Menggiling tebu dengan tenaga kerbau

Masyarakat sekitar di Nagari Lawang telah memproduksi gula merah sejak zaman kolonial Belanda di tahun 1940-an. Gula ini yang kemudian dikumpulkan dan diekspor ke negara-negara Eropa.

Dilansir dari Prokabar, Masli Amir Datuk Panghulu Sati, merupakan salah satu dari banyak penduduk Nagari Lawang yang memproduksi gula merah. Menurutnya ia telah meneruskan usaha ini dari generasi ke generasi sejak tahun 1970.

Menurut yang ditulis dalam Info Publik, bahwa Asrul, pemilik Kilang Tebu Tradisional Ni Des ini lebih memilih menggunakan tenaga kerbau untuk menggiling tebunya. Menurutnya, hasil yang didapatkan lebih baik dibanding menggunakan mesin penggiling.

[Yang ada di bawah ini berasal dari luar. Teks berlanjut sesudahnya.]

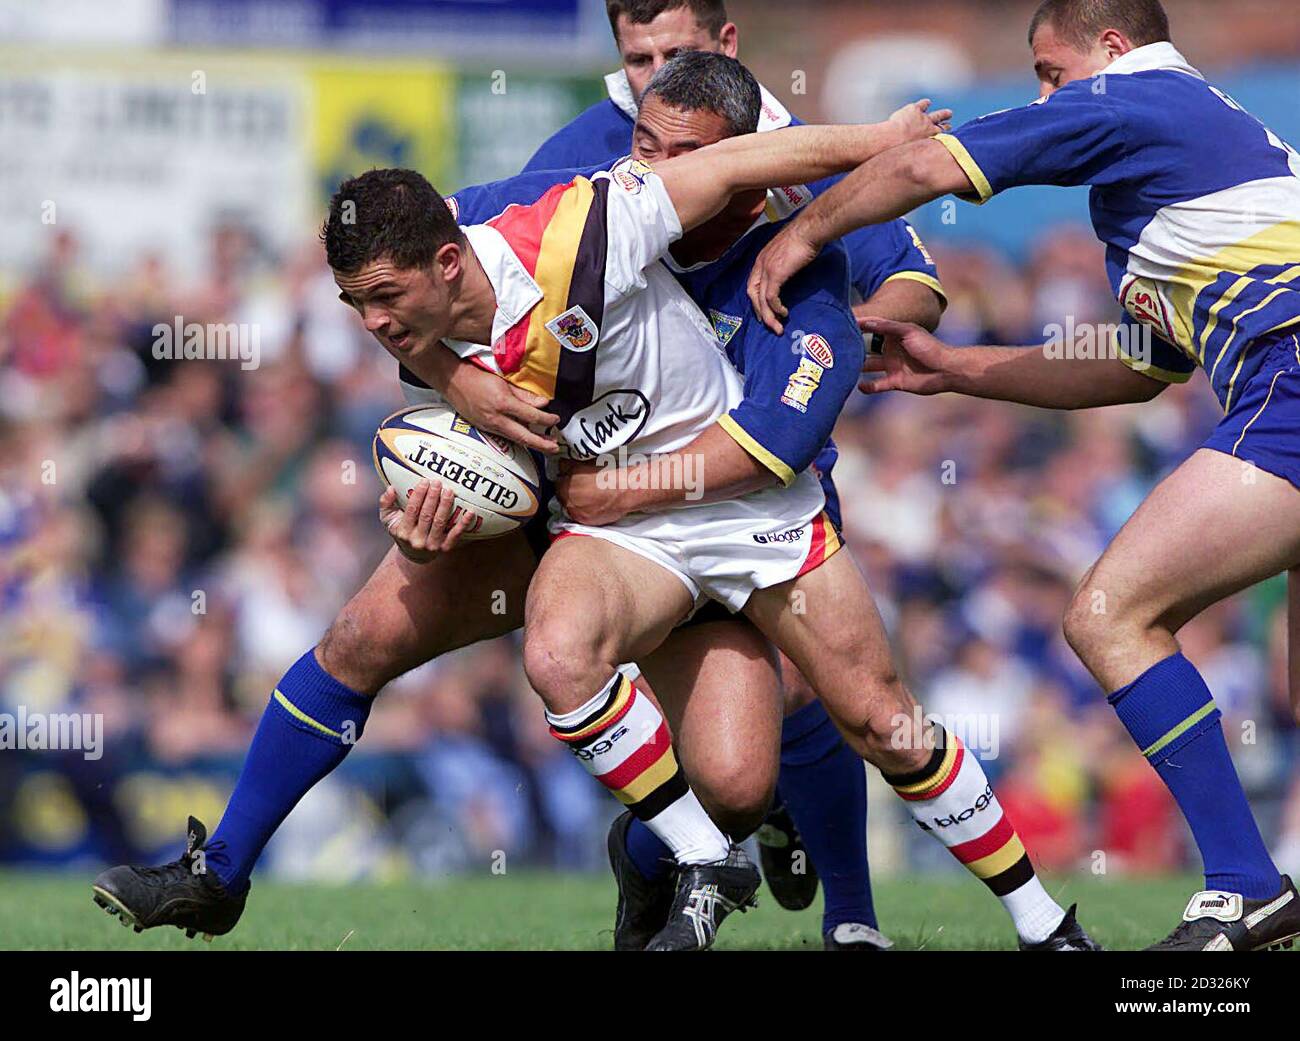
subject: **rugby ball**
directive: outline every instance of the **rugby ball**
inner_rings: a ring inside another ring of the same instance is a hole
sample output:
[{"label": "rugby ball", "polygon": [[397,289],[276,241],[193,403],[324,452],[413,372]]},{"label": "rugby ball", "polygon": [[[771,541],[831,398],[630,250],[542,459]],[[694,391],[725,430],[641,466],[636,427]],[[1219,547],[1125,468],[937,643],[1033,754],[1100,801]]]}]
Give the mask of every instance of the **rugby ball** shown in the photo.
[{"label": "rugby ball", "polygon": [[421,480],[456,491],[455,516],[475,517],[461,536],[494,539],[514,531],[540,505],[537,465],[528,449],[471,426],[446,405],[416,405],[379,424],[375,470],[406,498]]}]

Meskipun proses pembuatan memakan waktu lebih lama, namun hasil gula "saka" ini lebih enak dan harum. Selain itu wisatawan sering mengunjungi tempat produksi karena dianggap unik dan menarik.

Ramai dikunjungi wisatawan | Sumber: YouTube
info gambar

Dinas Pariwisata Agam memberi rekomendasi para produsen gula merah untuk memindahkan lokasi produksinya ke Puncak Lawang. Ini disebabkan karena banyaknya keluhan dari produsen gula yang mendapatkan pendapatan yang minim.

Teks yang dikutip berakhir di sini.